General. Chromatographic analysis was performed on a Shimadzu GC-9A instrument using a 2000 × 2 mm column, the SE-30 (5%) stationary phase on Chromaton N-AW-HMDS (0.125–0.160 mm), helium carrier gas (30 mL/min), temperature programming from 50 to 300 °C at a 8 °C/min rate. The ¹H, ¹³C NMR spectra were measured in CDCl₃ on a Bruker Avance-400 spectrometer (100.62 MHz for ¹³C, 400.00 MHz for ¹H). Elemental analysis was performed using a Carlo-Erba CHN 1106 elemental analyzer. Mass spectra were obtained on a Finnigan 4021 instrument. TLC was performed on Silufol UV-254 plates with hexane–ethyl acetate (100:3–50 mixture as the eluent and I₂ ore anise developer) for visualization. For column chromatography, Acros silica gel (0.060–0.200 mm) was used. Reactions with organometallic compounds were performed in a dry argon flow. The solvents were dried and distilled immediately prior to use. Commercially available nitriles, Cp₂TiCl₂, Mg and EtAlCl₂ were used.

Experimental Procedures. A 50 mL glass reactor equipped with a magnetic stirrer under a dry argon atmosphere at 0 °C was charged under stirring with THF (60 mL), EtAlCl₂ (40 mmol), Mg (40 mmol, powdered) and the Cp₂TiCl₂ catalyst (1.0 mmol). After 1 h, organic nitrile (10 mmol) was added. The temperature was raised to 60–65 °C and the mixture stirred for an additional 20 h. The mixture was cooled under an argon stream to 0 °C. After the addition of Et₂O (30 mL), the mixture was quenched with a 10% aqueous solution of NaOH (10 mL), the organic layer separated, and the aqueous layer extracted with Et₂O (3 × 25 mL). The combined organics were dried over MgSO₄. The products were isolated by column chromatography.

Compound 1a was isolated by column chromatography (hexanes/EtOAc = 100:5), (hexanes/EtOAc 100:5) provided 2,3,5,6-tetramethylpyrazine as a white solid (309 mg, (2.27 mmol), 91%). Mp 84–86 °C. IR (film) 2963, 1463, 1427, 915, 825. cm⁻¹. ¹H NMR (400 MHz, CDCl₃) δ 2.71 (s, 12 H); ¹³C NMR (400 MHz, CDCl₃) δ 148.17, 21.28. MS (EI): m/z (%) = 136 [M]⁺.
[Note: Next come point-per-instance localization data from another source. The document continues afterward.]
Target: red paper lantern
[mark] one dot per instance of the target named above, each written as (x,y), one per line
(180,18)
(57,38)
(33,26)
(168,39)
Compound 2 was isolated by column chromatography (hexanes/EtOAc = 2:1) provided 2,4,5-triisopropyl-1H-imidazole as a white solid (489 mg, (1.61 mmol) 64%). Mp 138–139 °C. R_f 0.63. IR (film) 2964, 2872, 1666, 1530, 1305, 1104, 876. cm⁻¹. ¹H NMR (400 MHz, CDCl₃) δ 1.15–1.24 (m, 18 H), 2.90–3.02 (m, 2 H), 8.21(s, 1 H). ¹³C NMR (400 MHz, CDCl₃) δ 161.20, 150.51, 133.78, 28.31, 25.30, 22.98, 21.84. (EI): m/z (%) = 194 [M]⁺. Anal. calcd for C₁₂H₂₂N₂, (%): C, 74.17; H, 11.41; N, 14.42. Found, %: C, 73.9; H, 11.3; N, 14.2.